Property prices in prime central London continued to rise in July and now stand almost 60% above their financial crisis low in March 2009. Liam Bailey examines the latest trends, which point to total growth in 2013 of 6%.
Property prices in prime central London increased again in July, up by 0.5% month-onmonth. So far in 2013, prices for the very best homes in London have increased by 4.2%.
In spite of new record prices, interest among prospective buyers remains high. Property viewings in prime central London over the year-to-date are up by 15% compared to the same period in 2012 and the number of new applicants is up by a similar level. Rising demand has translated into higher sales volumes, up by 8.2% year-on-year.
Key factors driving price growth and interest include the city’s reputation as a safe haven for investment, and the value of the pound – something we explored in more detail in our recent London Residential Review.
Last year, we forecast that prices would remain unchanged in 2013, marking an end to the strong run the market has seen since early 2009. Our rationale was that the increase in Stamp Duty would have an impact on the top end of the market and there would be resistance to price growth from domestic and international purchasers.
In the event we overstated the negative impact of the 5% to 7% Stamp Duty rise for £2million+ properties. The further weakening in sterling in the first half of the year helped to boost overseas interest and domestic demand has been aided by London’s economic recovery and, arguably, from the Government’s Help to Buy scheme, which was launched at the end of Q1 this year.
While Help to Buy, with its £600,000 valuation cap is a more significant factor in the wider mainstream market, rising housing market sentiment, as reported in our House Price Sentiment Index, is infectious across markets and price brackets and is likely to act as a positive influence in terms of future pricing, even in London’s prime market segments.
We have therefore raised our forecast for prime central London price growth for 2013 to 6%.
There remain differences in performance between locations and price bands across prime central London. In July, property in the sub-£1million bracket increased in value by 1%, while homes in the £1million-£2.5million price bracket climbed 0.6%. Comparatively, the price of ‘super prime’ £10million+ homes remained unchanged over the course of the month.
In Marylebone for example, where property values have climbed by 4.7% over the year-to-date, interest and activity in the sub-£3million market has been the primary driver of these price rises.
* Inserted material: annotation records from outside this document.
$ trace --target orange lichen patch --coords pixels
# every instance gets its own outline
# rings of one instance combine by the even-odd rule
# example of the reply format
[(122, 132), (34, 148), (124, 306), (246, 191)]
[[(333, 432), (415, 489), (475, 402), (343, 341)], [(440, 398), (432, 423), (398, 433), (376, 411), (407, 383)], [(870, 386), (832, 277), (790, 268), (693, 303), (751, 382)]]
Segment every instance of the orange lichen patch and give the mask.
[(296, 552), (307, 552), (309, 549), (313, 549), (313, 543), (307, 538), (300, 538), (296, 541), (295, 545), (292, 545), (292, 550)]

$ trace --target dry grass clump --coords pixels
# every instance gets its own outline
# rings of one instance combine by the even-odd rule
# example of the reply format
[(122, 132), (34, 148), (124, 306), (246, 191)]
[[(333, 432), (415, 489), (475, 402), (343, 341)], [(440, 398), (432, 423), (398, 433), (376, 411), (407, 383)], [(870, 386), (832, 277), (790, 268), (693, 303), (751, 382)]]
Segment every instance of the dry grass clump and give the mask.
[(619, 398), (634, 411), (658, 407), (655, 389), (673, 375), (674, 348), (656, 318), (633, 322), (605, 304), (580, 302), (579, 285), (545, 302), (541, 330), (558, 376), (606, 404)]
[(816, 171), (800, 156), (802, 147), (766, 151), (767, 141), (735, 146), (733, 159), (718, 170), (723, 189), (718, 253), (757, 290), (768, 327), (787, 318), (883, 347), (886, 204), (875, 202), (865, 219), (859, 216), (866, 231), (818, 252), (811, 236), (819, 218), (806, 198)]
The Knight Frank Prime Central London Index, established in 1976, is the longest running and most comprehensive index covering the prime central London residential marketplace.
The index is based on a repeat valuation methodology that tracks capital values of prime central London residential property. ‘Prime central London’ is defined in the index as covering: Belgravia, Chelsea, Hyde Park, Islington, Kensington, Knightsbridge, Marylebone, Mayfair, Notting Hill, Regent’s Park, St John’s Wood, Riverside* the City and the City Fringe. ‘Prime London’ comprises all areas in prime central London, as well as Canary Wharf, Fulham, Hampstead, Richmond, Wandsworth, Wapping and Wimbledon.